Embriagado por las cifras de su modelo económico y en el afán de liderar al continente, Brasil –y su Presidente de entonces, Lula- postuló y ganó las sedes de la Copa del Mundo y los Juegos Olímpicos, derrotando a otros candidatos del primer mundo.
Nadie con más merecimientos para ser sede de un Mundial. Pentacampeón, el único equipo presente en todas las versiones y con un estilo de juego admirado y elogiado en todos los rincones del planeta. Pelé, su mejor exponente, ganó tres trofeos y de paso hizo olvidar la mayor gesta épica de la historia del deporte, que se vivió en el Maracaná, paradojalmente con una derrota de los amarelhos.
Casi como una broma del destino, sin embargo, esta Copa del 2014 cambiará –o debería cambiar- para siempre la historia de los mundiales. Y eso no sucederá en la cancha, sino en las calles de un país que se hartó de la FIFA, de la corrupción política, del gasto desenfrenado, de la injusticia social y, sobre todo, de la faraónica y desmedida inversión que ha significado cumplir con las demandas ordenadas por Joseph Blatter.
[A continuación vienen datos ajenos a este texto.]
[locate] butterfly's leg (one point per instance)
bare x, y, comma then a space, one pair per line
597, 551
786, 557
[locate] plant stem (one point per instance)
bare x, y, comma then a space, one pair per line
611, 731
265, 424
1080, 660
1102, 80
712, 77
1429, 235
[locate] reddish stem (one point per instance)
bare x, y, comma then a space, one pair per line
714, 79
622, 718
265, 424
Y es que, como suele ocurrir en muchas latitudes, las cifras de la macroeconomía, la bonanza financiera y los optimismos empresariales rara vez se traspasan a la población si no se contemplan los mecanismos mínimos de distribución. Al grito de “queremos hospitales y no nuevos estadios” o demandas por más recursos para la educación, los habitantes de Río de Janeiro y Sao Paulo se manifestaron en la pasada Copa Confederaciones (un ensayo general para el Mundial) contra los principales flagelos de la nación: una impresionante desigualdad, bajos salarios y las billonarias ganancias de los empresarios y políticos allegados a los proyectos de construcción de obras públicas y recintos deportivos.
Si el país más fanático del mundo es capaz de poner en jaque la fiesta más grande que el fútbol puede organizar, es hora de que la FIFA y el Comité Olímpico Internacional redefinan sus políticas. La construcción de enormes recintos que se convierten –pasada la borrachera- en vacíos monumentos a la fastuosidad debe terminar. Hasta ahora Corea, China, Sudáfrica e incluso Inglaterra (el flamante Estadio Olímpico casi no tiene uso) han sufrido los rigores de las desmedidas exigencias. El Estadio de Manaos, que albergará apenas cuatro partidos en la copa y que costó casi 200 millones de dólares, no tendrá uso cuando termine la Copa, y hay un plan estadual que contempla convertirlo a partir de julio…en una prisión.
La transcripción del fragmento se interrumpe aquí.